For the InvATM-SsaVC chimeric protein described as above (data set 2), 375,338 particles in side views after 2D classifications were selected to process with 3D classification using Model 1 obtained above as the reference with C9 symmetry using RELION3.0, resulting in a full-length EM map class of InvATM-SsaVC chimeric protein with features of InvATM, SsaVL, and SsaVC (Fig. S7B, red box, Model 2, 28,922 particles). After two rounds of 3D classification, ISS EM maps with different linker states (Left’, Left, Right, Right’) were obtained. Representative EM maps (Left linker, 13.99 Å and Right linker, 13.49 Å) were obtained after refinement using RELION3.0. Reported resolutions were calculated on the basis of the FSC 0.143 criterion. A flowchart showing the data processing is shown in Fig. S7B in the supplemental material.

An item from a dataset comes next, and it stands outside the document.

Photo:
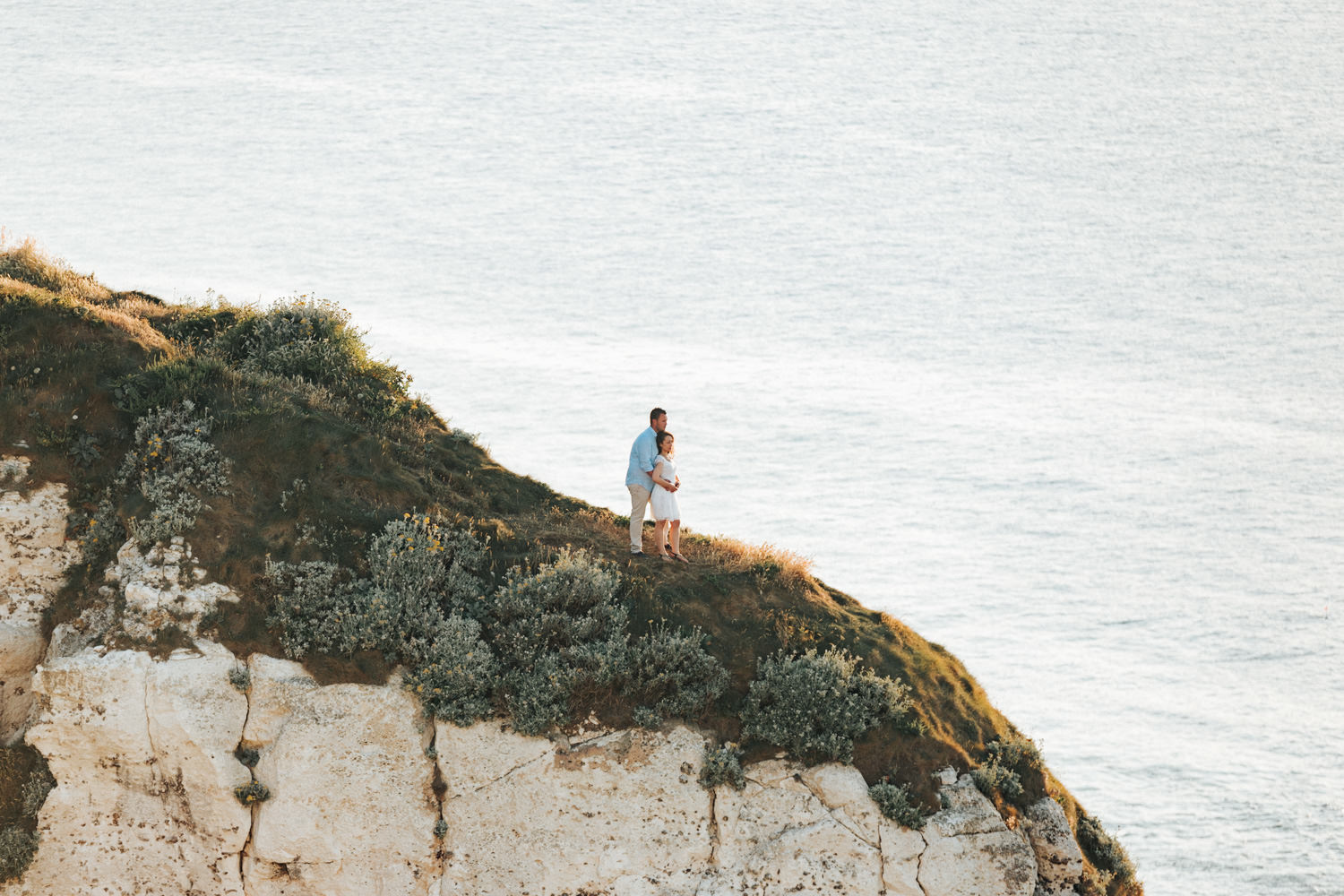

(iv) Data processing for SsaVL with local mask.

For further estimating linker states of SsaV, 546,372 particles after 2D classification described above (Data set 2) were used to run a 3D classification by skipping alignment, using Model 2 as the reference, with a local mask in the linker region and C9 symmetry using RELION3.0. Two distinguished classes featured with left linker (31,427 particles) and right linker (43,387 particles) were obtained from the 3D classification. A flowchart showing the data processing is shown in Fig. S7C in the supplemental material.

Model building and structure refinement.

The 2.11 Å reconstruction map was used for model building. The starting model of SsaVC based on the structure of SsaVC (PDB:7AWA) was manually built in Coot (67), followed by refinement against the corresponding maps in PHENIX (68) with secondary structure and geometry restraints. Statistics of 3D reconstruction and model refinement are summarized in Table S1 in the supplemental material. Structural figures were made using PyMOL v.2.3.2 (69) and UCSF ChimeraX v.1.1 (70). Analysis of sequence conservation was determined by the ConSurf server (71) according to sequence alignment using ClustalW (72). The pore diameter diagram calculated using the Hole program (73) in Coot. Phyre2 (74) was used to model the protein structures.

DLS measurement.

DLS measurements were carried out using cuvette-based systems on a DynaPro NanoStar (WYATT, Santa Barbara, CA). Purified proteins were diluted to 0.5 mg/ml in lysis buffer containing 20 mM Tris-HCl (pH 8.0) and 150 mM NaCl. After centrifugation at 17,000 × g for 5 min, aliquots of 8 µl of samples were analyzed at 25 °C.